Op should allow a convicted criminal whom she has never met who abandoned not just her dp but another son for years, who is using his dead brothers identity to defraud uk justce too into her home for an indefinite time to 'give him a second chance'?

Are you serious?

Its nothing to do with op. He made his own mess voluntarily he can get himself out of it. He cant have a 2nd chance if he will continue to live under a false identity in uk and op will be complicit in this.

This whole thing is as dodgy as fuck. "Let my criminal ex stay with you for a couple of days, better still come to dubai for xmas and risk imprisonment while he stays in your home alone, nothing dodgy could possibly happen while you are out the country."
Really?

TheFickleFingerOfFate · 16/11/2017 09:21

Hell no, you're NBU. If I were you I would contact social services and make sure they know this very elderly ex-con is coming home and let them fix him up with a place. You absolutely must not take him in (he is a stranger) and your DP should be right behind you. The MIL is being VU- tell her to butt out that you are an adult who should be consulted about decisions concerning you and your family. Stand your ground and say absolutely not.

Merida83 · 16/11/2017 09:41

Have not RTFT but got the gist of it.
No you absolutely should not have been put in this situation. I have a newborn too and that alone is all the stress any new mum needs. I hope you dh steps up and tells his mum no way and that that is his decision as well as yours. He's a grown man, a husband and father. He needs to be putting his immediate family first!

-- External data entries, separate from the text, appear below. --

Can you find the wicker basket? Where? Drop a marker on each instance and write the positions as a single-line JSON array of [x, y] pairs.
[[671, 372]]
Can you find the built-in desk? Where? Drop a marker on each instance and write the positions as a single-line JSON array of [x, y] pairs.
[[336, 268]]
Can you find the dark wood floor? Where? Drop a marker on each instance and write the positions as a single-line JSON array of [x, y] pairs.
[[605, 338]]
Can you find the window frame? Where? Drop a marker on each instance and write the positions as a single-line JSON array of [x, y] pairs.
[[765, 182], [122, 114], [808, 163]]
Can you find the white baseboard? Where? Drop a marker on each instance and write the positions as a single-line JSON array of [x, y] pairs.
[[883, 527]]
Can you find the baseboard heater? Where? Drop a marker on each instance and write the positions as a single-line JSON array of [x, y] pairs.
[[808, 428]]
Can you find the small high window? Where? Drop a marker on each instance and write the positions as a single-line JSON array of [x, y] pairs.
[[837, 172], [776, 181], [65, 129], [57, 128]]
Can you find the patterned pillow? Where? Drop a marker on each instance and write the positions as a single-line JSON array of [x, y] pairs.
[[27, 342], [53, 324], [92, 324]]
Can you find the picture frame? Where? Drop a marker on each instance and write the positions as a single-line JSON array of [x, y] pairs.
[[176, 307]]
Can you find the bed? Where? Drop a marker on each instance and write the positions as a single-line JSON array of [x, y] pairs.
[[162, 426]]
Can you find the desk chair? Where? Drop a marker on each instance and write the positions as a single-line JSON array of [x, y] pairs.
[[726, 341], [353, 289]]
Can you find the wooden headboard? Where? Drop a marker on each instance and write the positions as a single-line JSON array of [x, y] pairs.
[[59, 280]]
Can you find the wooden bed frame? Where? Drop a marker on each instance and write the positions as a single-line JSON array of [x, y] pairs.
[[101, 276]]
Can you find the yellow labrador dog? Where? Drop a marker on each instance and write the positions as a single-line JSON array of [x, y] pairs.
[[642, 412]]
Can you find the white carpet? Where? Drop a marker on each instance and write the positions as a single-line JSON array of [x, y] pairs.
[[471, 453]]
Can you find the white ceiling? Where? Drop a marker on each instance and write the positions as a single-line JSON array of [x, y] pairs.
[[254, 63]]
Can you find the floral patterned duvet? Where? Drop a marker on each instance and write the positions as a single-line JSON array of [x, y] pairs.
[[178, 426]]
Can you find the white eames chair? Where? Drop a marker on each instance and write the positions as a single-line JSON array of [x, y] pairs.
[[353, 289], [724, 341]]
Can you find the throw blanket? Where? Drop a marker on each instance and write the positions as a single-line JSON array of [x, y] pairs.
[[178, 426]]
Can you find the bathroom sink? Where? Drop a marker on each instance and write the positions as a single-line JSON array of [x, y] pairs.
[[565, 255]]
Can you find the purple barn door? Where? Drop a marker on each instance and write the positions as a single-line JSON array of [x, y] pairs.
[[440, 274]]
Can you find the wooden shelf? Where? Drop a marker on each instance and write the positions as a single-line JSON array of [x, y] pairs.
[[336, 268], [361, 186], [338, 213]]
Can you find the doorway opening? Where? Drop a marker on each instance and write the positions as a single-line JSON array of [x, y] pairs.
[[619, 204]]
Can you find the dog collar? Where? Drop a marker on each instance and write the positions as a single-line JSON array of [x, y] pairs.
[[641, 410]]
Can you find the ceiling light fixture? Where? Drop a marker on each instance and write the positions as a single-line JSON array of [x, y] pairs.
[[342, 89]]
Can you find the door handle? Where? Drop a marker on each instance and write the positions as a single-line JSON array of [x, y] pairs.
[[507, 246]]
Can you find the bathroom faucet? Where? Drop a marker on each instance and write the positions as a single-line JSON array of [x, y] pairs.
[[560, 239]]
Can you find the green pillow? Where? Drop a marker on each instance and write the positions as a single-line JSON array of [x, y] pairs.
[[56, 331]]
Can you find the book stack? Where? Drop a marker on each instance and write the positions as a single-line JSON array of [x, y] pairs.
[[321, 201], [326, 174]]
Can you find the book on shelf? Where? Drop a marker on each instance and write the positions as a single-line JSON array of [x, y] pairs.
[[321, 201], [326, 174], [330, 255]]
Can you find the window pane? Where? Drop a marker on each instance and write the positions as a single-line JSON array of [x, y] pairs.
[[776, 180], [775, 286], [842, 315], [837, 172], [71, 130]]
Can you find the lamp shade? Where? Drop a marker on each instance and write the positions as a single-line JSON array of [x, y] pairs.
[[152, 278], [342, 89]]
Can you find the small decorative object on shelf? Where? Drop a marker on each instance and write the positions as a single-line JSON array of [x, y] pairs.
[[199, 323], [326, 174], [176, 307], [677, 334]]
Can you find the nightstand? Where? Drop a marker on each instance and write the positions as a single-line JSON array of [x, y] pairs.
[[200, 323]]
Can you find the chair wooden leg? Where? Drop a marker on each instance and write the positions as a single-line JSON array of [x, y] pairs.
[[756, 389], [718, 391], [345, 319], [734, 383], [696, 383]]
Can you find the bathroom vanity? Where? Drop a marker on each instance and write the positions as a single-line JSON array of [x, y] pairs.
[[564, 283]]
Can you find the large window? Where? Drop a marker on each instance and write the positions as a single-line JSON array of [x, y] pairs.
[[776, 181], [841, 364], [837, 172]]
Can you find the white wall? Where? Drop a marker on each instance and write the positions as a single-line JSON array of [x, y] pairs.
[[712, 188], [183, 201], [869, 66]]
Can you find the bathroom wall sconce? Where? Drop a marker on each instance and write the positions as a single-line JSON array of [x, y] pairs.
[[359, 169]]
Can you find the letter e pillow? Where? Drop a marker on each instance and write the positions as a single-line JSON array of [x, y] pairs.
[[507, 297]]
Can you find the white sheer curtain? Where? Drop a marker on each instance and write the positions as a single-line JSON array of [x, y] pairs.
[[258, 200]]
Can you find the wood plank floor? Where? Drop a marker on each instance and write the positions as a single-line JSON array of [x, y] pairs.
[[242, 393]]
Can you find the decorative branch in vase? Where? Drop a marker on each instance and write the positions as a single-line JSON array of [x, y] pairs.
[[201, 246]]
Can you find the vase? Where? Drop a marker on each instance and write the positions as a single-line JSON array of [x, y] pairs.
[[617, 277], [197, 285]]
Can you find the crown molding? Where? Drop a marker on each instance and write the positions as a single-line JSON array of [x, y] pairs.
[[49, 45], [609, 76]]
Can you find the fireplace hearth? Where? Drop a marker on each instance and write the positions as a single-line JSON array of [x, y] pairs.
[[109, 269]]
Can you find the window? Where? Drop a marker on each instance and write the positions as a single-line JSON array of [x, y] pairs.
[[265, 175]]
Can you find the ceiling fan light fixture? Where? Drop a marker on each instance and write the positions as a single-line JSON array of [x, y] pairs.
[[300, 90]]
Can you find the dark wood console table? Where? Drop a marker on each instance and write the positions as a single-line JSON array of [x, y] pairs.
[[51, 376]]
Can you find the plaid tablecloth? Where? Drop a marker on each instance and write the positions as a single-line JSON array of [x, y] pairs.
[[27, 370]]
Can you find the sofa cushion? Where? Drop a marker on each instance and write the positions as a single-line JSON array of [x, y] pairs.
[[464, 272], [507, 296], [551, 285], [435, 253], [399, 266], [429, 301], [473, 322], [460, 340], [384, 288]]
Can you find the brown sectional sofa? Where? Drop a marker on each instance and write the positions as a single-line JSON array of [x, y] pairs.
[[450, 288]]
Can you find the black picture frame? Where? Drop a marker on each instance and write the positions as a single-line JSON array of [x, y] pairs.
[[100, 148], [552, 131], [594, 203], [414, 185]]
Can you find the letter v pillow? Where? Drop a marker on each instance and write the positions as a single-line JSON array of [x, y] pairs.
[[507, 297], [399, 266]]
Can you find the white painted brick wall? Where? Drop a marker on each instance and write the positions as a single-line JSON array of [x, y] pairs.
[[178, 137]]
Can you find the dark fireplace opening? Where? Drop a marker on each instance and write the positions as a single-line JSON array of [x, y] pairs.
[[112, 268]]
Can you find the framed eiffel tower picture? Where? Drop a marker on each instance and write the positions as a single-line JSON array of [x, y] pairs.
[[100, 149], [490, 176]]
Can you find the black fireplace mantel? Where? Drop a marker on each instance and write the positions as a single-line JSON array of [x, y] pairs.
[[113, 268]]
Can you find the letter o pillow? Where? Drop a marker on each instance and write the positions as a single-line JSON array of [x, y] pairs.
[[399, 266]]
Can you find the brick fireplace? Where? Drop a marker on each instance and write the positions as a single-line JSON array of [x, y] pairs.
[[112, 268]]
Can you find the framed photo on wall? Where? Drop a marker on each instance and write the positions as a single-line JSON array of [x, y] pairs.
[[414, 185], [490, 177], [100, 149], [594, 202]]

Also for Xmas I am visiting family. This requires a 1 hour flight an i am dreading that. Just the stress of getting baby and all that goes with her thro airport security and onto plane etc (alone In my case). And stress of take off and landing, now short internal flight so plane doesn't go that high and as I said it's a 60 minute flight. I cannot even begin to imagine how horrific a 13 hour flight and 2 hour layover will be for you. As well as having with you all she needs for that 15 hours min. No one in their right might would expect you to do that journey. And no one with any common sensr would question you if you don't go. You must do what is best for you and your tiny little baby.

Good Luck!

Mxyzptlk · 16/11/2017 09:49

"Let my criminal ex stay with you for a couple of days, better still come to dubai for xmas and risk imprisonment while he stays in your home alone, nothing dodgy could possibly happen while you are out the country."

OP, protect yourself and your baby from this happening!

Mxyzptlk · 16/11/2017 09:51

Someone buys me a ticket to somewhere I don't want to go with my tiny baby - I say No - I don't need a reason.
Neither do you. Say No to all of it.

Spookle · 16/11/2017 10:48

Be careful that you don't get pushed into getting married so that you can go on the trip. Your DP will then have a claim on your flat.